Before we begin to be too sentimental with Dr Mahathir’s disappointment claiming that the new partner from China will eventually wipe out our automotive pride Proton, a few of the main issues that we need to ask ourselves should be on the business performance when he was the Chairman and why Proton is still in their needy position since they were established for many decades? What has Mahathir hid from us?
Proton is no longer fully owned by the government ever since Dr Mahathir’s blue-eyed boy Tan Sri Syed Mokhtar owned close to 55% shares in DRB-Hicom, therefore it is already a private company. As early as mid-June last year, local and foreign medias have been reporting that Syed Mokhtar himself is fuelled by debt and as at to date, his listed and privately held entities combined long-term borrowings are estimated at RM34 billion.
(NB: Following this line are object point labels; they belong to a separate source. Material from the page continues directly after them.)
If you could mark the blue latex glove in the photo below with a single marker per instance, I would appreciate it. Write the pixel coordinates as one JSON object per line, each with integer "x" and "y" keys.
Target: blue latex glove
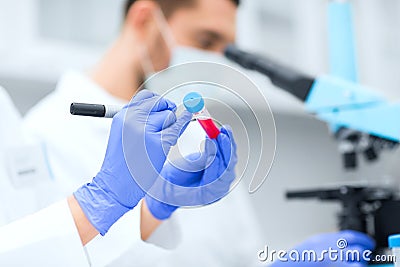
{"x": 199, "y": 179}
{"x": 355, "y": 241}
{"x": 147, "y": 123}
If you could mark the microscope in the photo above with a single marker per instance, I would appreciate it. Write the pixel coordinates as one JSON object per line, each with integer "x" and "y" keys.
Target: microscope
{"x": 371, "y": 210}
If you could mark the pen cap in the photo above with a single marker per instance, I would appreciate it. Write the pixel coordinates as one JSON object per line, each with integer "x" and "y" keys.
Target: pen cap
{"x": 193, "y": 102}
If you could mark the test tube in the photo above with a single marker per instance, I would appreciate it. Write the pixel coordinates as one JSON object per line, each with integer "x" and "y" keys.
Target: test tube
{"x": 194, "y": 103}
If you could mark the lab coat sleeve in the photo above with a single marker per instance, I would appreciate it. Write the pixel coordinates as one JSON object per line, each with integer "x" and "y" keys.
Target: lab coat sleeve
{"x": 123, "y": 240}
{"x": 46, "y": 238}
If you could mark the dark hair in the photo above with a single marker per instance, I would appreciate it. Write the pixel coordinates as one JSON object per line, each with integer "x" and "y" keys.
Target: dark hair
{"x": 169, "y": 6}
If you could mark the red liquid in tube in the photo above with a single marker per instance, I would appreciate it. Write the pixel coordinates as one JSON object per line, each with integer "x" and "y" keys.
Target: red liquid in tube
{"x": 210, "y": 128}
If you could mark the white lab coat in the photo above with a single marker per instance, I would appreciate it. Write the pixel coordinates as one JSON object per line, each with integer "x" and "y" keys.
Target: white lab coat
{"x": 46, "y": 238}
{"x": 223, "y": 234}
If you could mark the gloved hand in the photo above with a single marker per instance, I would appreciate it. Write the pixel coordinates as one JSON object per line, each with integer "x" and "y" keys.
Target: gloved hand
{"x": 148, "y": 123}
{"x": 199, "y": 179}
{"x": 341, "y": 242}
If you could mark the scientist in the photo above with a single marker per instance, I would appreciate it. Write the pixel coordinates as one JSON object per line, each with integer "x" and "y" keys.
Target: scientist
{"x": 222, "y": 228}
{"x": 55, "y": 235}
{"x": 75, "y": 145}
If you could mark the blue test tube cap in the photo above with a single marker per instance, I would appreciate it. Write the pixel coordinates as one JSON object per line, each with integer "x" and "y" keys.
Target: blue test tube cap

He is one of Mahathir’s surviving poster boy during his premiership who depended too much on his mercy for government mega projects. The need to raise new capital for the group has gravely failed when banks and other finance institutions were too cautious to extend new loans. Hence, Proton too suffered in their cash flow besides their slumps in car sales and high inventory levels of unsold cars.
Before PM Najib’s administration decided to agree to approve soft loans to Proton, they were bled with more than 2.5 billion debts. Proton had earlier demanded to be bailed out as is customary practised by Dr Mahathir era but since Proton is now a private controlled company, there is no reason to do so and providing soft loans should be most appropriate.